Ali: This is such a tricky question to answer concisely. First and foremost, the good news is that my actual vision hasn’t been affected. However, when I have flare-ups I cannot wear my contact lenses. I can’t see/function in my everyday life without contact lenses or glasses. So it often means I have to wear my glasses to work out, to rehearse, etc. and that is less than ideal.
For starters, the glasses tend to bounce around on your face and even fall off if you are doing athletic movement. Second, you don’t really have full peripheral vision in glasses like you do with contacts—that can be tricky when you are dancing.
It would be a big challenge if I were on stage full-time because I can’t wear glasses for performances, but I’ve been more focused on choreography projects recently so it’s a little easier to navigate. It’s been incredibly frustrating (and painful) overall because all of the doctors and specialists I’ve seen can’t figure out what is happening or why. It’s cost me quite a lot of time and money, with no answers.

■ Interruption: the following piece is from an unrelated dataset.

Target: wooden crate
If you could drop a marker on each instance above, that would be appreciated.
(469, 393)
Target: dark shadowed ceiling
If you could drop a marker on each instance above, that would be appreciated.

FRED: You’ve also been involved in fundraising for the National Breast Cancer Foundation. What drew you to this organization and why does it mean so much to you?
Ali: I know a lot of women who have been affected by breast cancer. Unfortunately, a childhood friend lost her battle with metastatic breast cancer.
While she was fighting her battle, her motto was “Live the Dash.” She had such a positive outlook and was inspiring to all of us. She worked constantly to change laws and raise awareness for early detection. It means so much to me to continue to fight that fight in honor of her and everyone else who has been affected by the disease.
FRED: What’s next on your agenda in your career? Do you have any secret projects in the works?
Ali: I do… I guess it’s not quite a secret anymore, but I’m a bit superstitious. I’ve been involved as the choreographer of a brand-new musical that is in development. We head to London in January to continue working on it, and hopefully it will open in the West End (or Broadway) in the next year or two!
FRED: You and Tink have been together for a few years now—what advice would you give to a pet parent who’s just starting out?
Ali: Patience!! Tink and I have been through a lot of ups and downs—she had a super scary seizure shortly after I adopted her and then we both got attacked by a dog just a few months later. She had multiple surgeries and we had to work through some fear and reactivity after that. But in the end, she is just the most amazing, smart, mushy dog who wants to give and receive love 24/7.
FRED: If you had to summarize Tink in just five adjectives, what would they be?
Ali: Sassy, Hyper-Focused, Toy-Obsessed, Loveable, Intelligent
FRED: An important final question for Tink… In your professional opinion, what is the best-ever dog performance in theater, television, or film?
Tink: It hasn’t happened yet, because I haven’t been hired!!! Hint, hint, hint… I’d love to star in one of my mom’s shows, or on TV/film. I love to pose and do tricks and I love people. I’d be a star!